読み終わった本は乱雑に積み重なっていた。
定期的に回収されて捨てられる。

「大和」
『九井さん。今日は何?』
「うなぎ」
『自分で料理できるのに』
「お前に包丁とか握らせられねぇよ」
『まあ、そうだよね』
「……お前、大丈夫なのか?」
『何が?』
「子供」
『ああ。わかってたことだから』
「わかってた?」
『佐野さんも私も、結晶はいらないんだよ』
「絆だけで、いいのか?」
『うん』
「またできたら、殺すのか?」
『わからない。佐野さん次第じゃない?』
「………お前も狂ってんの?」
『うん』
「どこで狂い始めたんだ?」
『言えない』

お盆を渡されて、床に置く。胡座をかき、本を読みながら今日の食事をする。

「…いつまで続けるんだ?」
『死ぬまで』
「逃げたいとか思わねぇの?」
『特に』
「お前は、マイキーが好きなのか?」
『……』

捨てないで欲しいと言った本から、辞書を出す。

『…心がひかれる。気に入ること。うん、好きだよ、佐野さんのこと』
「そういうんじゃねえ」
『佐野さんは、私が初めて意識した人間だった。じいちゃんとばあちゃんとねこにしか興味がなかったのに、佐野さんは私の許容範囲にすんなり入り込んできて、不快じゃなかった』
「そりゃ、好きより慣れじゃねえのか?」
『…長く経験して何とも感じなくなる。んん…違う、これじゃない』
「違うか」
『長く一緒にいた訳じゃない。会ってすぐに家族になったし、ねこも懐いた』
「猫って、ペットか?」
『ばあちゃんが餌付けして住み着いた猫。ねこって呼んでた。あいつも佐野さんみたいに気づいたら家族になってた』
「ねこ…」
『じいちゃんとばあちゃんとねこが好き以上の存在。世界の全て。私の感情そのものだよ』
「それがなくなって狂ったのか?」
『………そうかもしれない。けど、そうじゃない気もする。
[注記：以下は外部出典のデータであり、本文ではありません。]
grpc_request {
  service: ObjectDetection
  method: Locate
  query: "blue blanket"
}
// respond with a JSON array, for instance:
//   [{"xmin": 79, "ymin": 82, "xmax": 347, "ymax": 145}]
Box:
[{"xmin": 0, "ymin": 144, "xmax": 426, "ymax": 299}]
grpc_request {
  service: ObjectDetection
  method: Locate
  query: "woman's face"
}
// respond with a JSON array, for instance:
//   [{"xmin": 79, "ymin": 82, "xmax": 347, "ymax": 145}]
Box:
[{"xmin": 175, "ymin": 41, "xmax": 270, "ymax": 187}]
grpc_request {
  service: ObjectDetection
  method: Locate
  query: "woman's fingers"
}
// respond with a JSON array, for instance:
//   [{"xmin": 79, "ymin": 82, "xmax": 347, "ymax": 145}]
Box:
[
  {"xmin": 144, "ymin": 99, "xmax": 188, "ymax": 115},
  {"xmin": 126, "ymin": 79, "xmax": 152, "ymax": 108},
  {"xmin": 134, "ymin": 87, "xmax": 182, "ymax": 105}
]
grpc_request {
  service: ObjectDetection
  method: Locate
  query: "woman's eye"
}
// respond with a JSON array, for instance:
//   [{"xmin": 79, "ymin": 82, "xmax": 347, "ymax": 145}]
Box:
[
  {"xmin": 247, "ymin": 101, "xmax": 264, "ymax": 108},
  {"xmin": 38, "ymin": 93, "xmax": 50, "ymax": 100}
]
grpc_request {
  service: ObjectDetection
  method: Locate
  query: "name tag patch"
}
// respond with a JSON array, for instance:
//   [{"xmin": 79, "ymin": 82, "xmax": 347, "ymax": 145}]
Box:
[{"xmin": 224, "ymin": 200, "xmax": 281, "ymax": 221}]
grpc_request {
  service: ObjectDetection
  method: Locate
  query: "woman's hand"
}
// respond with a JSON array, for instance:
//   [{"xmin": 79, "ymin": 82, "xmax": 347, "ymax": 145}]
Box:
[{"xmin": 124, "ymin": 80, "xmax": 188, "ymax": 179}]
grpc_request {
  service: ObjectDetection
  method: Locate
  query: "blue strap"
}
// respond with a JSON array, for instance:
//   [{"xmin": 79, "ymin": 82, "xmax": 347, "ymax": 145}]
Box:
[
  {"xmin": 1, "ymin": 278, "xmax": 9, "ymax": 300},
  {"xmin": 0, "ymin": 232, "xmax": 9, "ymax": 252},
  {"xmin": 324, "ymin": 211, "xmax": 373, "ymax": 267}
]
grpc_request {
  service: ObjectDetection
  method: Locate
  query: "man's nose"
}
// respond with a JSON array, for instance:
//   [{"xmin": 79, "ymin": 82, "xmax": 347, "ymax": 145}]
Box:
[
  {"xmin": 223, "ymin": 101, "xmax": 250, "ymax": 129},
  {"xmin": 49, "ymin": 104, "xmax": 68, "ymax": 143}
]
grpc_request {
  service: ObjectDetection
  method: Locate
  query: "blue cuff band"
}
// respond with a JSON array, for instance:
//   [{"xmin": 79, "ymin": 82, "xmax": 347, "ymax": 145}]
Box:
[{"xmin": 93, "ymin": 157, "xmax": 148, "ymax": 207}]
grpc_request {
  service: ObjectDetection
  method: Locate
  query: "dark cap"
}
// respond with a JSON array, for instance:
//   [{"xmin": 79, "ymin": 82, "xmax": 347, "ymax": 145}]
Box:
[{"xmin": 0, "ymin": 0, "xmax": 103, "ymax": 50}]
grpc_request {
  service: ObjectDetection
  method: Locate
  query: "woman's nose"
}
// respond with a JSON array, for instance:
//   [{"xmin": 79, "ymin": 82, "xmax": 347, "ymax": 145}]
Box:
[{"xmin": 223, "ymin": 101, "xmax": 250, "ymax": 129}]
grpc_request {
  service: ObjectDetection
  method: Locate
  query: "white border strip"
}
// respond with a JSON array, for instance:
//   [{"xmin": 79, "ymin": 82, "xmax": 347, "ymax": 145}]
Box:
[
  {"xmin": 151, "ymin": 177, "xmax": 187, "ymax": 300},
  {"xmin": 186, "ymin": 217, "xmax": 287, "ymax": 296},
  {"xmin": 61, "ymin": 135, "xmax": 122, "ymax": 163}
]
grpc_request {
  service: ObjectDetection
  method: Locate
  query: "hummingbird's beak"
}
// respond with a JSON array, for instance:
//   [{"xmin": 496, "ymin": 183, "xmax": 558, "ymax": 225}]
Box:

私はまだ、佐野さんを殺したいほど憎んだことがない』
「だから、好きだって思うのか?」
『うん』
「そうか」
『九井さんは何をなくしたの?』
「……なんも」
『そう』

食事を済ませて、また本を読む。
九井さんはお盆を持って、部屋を出た。

また時々、佐野さんが来て、私に体液を注ぐ。
何も変わらない世界。何も起こらない世界。いつ死ぬのかな。誰が死ぬのかな。

今日も変わらなかった。
ただ、佐野さんは顔に誰かの血をつけて、生臭い身体で部屋に入ってきた。
初めてだった。
今まで、汚い姿で私に近づいたことはない。
見上げると、少しだけ悲しそうな顔をしていた。

「……大和」
『?』
「もう少し…もう少しで、自由になるから…」
『…』

すがるように私に抱きついてくる。
肩に顔を埋めると、ボソボソと呟いてる。







「来たんだ…だから、もう…」
『…』
「大和…」

離したくない
と、強く私を抱きしめる。
初めて、初めて佐野さんの背中に手を回して、抱きしめ返した。
そして、目尻から涙がひと筋、流れた…。





おわり。書き直すかもしれないし、このままかもしれない。